While Wright prevented the forced transfer of the coins to Kleinman, courts have arrived at an obvious implication: cryptocurrency shall be treated like any other property. This suggests that a court has the authority to order another party to turn over cryptocurrency like Bitcoin after establishing true ownership of such disputed coins. Had the Southern District ordered a judgment against Wright to move the coins, future miners and owners of cryptocurrency would have to comply with similar orders. Anonymity would not shield any Bitcoin from the court system. 

The court’s decision comes on the heels of increasing federal scrutiny and regulation of cryptocurrencies.  The SEC flatly declared it would not treat cryptocurrency like securities. As of now, the SEC is also looking into whether another blockchain-reliant technology should be treated as securities—nonfungible tokens (NFTs). The inquiry focuses on using NFTs to raise money similar to traditional securities. The IRS regards crypto as capital assets taxed similarly to equities. Further, the Commodity Futures Trading Commission refers to virtual currencies as commodities even though crypto itself is not usually an input or raw material used to make other products. 

Ultimately, Bitcoin’s design was meant to grant users autonomy from government oversight. The court’s ability to reach blockchain assets disappoints technology experts and programmers who suggest that code will soon displace the rule of law.

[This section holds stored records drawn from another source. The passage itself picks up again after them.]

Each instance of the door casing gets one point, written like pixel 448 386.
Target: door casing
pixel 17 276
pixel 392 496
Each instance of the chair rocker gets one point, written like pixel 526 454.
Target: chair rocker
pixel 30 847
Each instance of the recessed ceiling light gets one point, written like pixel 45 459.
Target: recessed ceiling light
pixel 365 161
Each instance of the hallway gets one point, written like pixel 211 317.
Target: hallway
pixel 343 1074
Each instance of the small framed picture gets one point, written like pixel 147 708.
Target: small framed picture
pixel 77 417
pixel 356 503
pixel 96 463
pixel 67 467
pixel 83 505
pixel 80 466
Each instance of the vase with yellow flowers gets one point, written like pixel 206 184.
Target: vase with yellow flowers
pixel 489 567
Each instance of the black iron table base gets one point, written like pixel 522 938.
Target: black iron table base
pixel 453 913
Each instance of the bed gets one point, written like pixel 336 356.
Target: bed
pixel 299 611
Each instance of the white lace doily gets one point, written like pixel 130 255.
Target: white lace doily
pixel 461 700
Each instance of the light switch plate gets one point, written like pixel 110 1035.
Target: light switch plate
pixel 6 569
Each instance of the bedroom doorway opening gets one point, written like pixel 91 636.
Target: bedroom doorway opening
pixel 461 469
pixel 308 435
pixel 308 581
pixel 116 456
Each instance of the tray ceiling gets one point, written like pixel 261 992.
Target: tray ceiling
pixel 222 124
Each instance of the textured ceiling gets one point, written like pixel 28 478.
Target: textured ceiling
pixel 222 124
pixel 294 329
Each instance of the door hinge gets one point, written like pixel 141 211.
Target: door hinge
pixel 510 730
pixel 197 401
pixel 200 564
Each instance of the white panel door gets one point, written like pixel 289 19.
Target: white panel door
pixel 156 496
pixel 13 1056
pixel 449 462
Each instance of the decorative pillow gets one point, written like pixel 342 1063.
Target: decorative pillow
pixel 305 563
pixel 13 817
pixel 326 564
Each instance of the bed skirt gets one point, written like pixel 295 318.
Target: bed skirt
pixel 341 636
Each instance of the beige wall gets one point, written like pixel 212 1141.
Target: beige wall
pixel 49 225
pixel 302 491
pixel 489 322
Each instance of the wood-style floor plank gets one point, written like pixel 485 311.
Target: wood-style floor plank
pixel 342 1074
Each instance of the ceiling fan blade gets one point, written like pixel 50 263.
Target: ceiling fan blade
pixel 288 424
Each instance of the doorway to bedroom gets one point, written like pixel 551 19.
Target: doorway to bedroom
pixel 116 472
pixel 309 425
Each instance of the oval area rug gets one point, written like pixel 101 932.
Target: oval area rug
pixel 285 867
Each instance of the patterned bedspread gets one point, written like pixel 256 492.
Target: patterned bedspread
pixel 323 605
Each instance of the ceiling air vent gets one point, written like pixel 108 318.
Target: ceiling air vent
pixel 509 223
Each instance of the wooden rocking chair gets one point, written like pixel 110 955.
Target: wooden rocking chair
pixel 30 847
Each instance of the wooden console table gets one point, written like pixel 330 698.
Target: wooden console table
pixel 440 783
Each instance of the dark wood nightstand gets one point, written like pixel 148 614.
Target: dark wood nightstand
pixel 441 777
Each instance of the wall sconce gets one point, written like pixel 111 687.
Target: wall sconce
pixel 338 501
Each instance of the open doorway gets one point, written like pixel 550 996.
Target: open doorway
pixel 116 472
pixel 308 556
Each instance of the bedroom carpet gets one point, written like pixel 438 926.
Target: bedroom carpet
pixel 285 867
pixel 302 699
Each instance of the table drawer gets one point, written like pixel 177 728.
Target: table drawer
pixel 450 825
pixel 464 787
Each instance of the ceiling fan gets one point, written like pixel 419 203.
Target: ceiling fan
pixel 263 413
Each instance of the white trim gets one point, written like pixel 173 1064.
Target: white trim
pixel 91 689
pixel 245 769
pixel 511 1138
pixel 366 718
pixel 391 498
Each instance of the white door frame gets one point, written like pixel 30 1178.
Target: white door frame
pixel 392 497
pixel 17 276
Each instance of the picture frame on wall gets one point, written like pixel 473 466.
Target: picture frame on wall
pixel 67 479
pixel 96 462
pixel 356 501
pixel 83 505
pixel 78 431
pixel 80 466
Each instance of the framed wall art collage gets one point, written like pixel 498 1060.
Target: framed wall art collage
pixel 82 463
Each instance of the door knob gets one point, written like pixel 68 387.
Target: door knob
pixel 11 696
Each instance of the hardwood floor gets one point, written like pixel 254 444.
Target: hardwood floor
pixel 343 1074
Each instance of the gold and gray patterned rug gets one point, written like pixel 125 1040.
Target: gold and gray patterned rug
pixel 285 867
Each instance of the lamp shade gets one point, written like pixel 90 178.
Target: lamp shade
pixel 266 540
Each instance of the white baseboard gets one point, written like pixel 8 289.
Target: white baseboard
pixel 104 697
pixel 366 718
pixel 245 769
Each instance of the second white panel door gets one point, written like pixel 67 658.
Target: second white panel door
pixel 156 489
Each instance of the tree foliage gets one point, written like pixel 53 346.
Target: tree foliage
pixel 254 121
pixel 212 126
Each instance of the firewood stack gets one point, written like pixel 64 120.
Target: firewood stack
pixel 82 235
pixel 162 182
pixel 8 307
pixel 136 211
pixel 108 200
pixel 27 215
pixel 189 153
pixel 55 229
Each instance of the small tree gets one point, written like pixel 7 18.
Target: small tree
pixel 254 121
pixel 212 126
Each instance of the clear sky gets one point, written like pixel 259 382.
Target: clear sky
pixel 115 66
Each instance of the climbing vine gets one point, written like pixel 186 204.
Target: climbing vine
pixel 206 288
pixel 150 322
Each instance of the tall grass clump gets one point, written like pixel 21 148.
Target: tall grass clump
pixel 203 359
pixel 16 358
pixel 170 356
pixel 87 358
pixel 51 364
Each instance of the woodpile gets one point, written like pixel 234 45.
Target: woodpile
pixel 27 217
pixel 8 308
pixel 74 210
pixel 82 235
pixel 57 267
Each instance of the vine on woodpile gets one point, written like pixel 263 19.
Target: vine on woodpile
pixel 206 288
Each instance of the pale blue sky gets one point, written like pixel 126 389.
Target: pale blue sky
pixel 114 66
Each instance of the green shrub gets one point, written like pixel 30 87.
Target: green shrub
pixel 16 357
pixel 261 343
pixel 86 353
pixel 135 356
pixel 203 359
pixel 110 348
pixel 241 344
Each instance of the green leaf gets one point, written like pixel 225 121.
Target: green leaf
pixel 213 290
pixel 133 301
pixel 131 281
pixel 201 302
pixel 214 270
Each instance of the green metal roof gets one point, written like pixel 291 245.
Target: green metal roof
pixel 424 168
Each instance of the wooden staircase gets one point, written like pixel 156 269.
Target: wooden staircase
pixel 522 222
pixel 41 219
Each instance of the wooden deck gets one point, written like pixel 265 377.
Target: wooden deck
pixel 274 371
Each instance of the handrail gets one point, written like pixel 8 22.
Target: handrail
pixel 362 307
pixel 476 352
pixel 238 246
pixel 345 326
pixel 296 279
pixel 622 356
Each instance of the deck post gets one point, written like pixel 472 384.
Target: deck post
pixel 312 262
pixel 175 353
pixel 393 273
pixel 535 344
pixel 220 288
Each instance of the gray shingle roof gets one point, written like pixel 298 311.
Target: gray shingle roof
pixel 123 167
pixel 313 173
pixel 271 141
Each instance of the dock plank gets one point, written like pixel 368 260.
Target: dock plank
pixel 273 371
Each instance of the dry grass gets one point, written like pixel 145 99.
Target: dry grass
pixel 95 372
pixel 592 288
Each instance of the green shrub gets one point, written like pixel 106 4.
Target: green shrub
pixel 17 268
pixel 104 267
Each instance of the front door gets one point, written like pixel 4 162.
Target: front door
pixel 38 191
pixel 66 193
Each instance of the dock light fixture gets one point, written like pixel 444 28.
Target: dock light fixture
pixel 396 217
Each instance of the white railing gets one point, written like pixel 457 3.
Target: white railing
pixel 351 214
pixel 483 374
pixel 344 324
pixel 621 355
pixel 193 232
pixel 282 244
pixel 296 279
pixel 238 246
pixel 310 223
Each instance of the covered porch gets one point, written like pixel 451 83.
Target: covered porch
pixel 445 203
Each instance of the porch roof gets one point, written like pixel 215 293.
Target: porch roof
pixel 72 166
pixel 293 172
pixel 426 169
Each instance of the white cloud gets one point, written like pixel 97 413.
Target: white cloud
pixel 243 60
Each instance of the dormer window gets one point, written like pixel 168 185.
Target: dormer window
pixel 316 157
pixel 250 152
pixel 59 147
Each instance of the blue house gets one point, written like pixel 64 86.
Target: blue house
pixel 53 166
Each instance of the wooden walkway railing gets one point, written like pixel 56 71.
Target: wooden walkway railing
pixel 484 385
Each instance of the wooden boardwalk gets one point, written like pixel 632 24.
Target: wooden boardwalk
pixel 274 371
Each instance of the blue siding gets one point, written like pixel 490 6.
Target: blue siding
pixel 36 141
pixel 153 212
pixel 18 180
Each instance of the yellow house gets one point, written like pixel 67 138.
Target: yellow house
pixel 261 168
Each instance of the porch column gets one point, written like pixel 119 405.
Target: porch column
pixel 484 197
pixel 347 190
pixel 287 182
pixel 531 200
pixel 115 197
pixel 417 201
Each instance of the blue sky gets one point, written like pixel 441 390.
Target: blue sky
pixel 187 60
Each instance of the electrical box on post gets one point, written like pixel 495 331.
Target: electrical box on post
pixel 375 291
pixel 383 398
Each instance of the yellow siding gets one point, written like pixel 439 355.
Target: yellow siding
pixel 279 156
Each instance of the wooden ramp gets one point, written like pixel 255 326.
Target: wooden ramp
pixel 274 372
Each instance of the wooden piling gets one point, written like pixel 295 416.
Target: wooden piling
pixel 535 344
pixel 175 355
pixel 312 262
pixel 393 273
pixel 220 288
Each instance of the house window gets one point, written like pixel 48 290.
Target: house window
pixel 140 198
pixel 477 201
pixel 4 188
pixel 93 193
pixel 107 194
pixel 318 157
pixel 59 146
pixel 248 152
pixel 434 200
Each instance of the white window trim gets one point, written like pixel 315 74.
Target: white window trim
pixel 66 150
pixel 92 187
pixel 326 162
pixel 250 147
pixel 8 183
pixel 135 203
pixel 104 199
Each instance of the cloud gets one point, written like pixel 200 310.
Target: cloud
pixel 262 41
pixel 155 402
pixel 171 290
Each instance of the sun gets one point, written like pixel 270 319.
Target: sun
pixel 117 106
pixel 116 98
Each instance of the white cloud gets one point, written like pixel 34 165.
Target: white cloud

Lawrence Lessig first coined the phrase “code is law” to describe the view that constitutional principles should govern the internet and software. Most legal experts seem to follow Lessig’s view. For example, CFTC Commissioner Brian Quintenz state that software code fails to fully represent a party’s activities, contracts, or agreements. 

We will see how tech leaders respond to government efforts to control “decentralized” monetary systems. Naturally, Silicon Valley tends to prioritize its goals over government regulatory concerns. However, one thing is for certain: the code is not law, and such monetary systems are not above the reach of regulatory bodies. Regulators and courts must unequivocally declare that they can interpret and enforce disputes within traditional legal concepts, in consideration of a set of facts, and in recognition of particular inequities.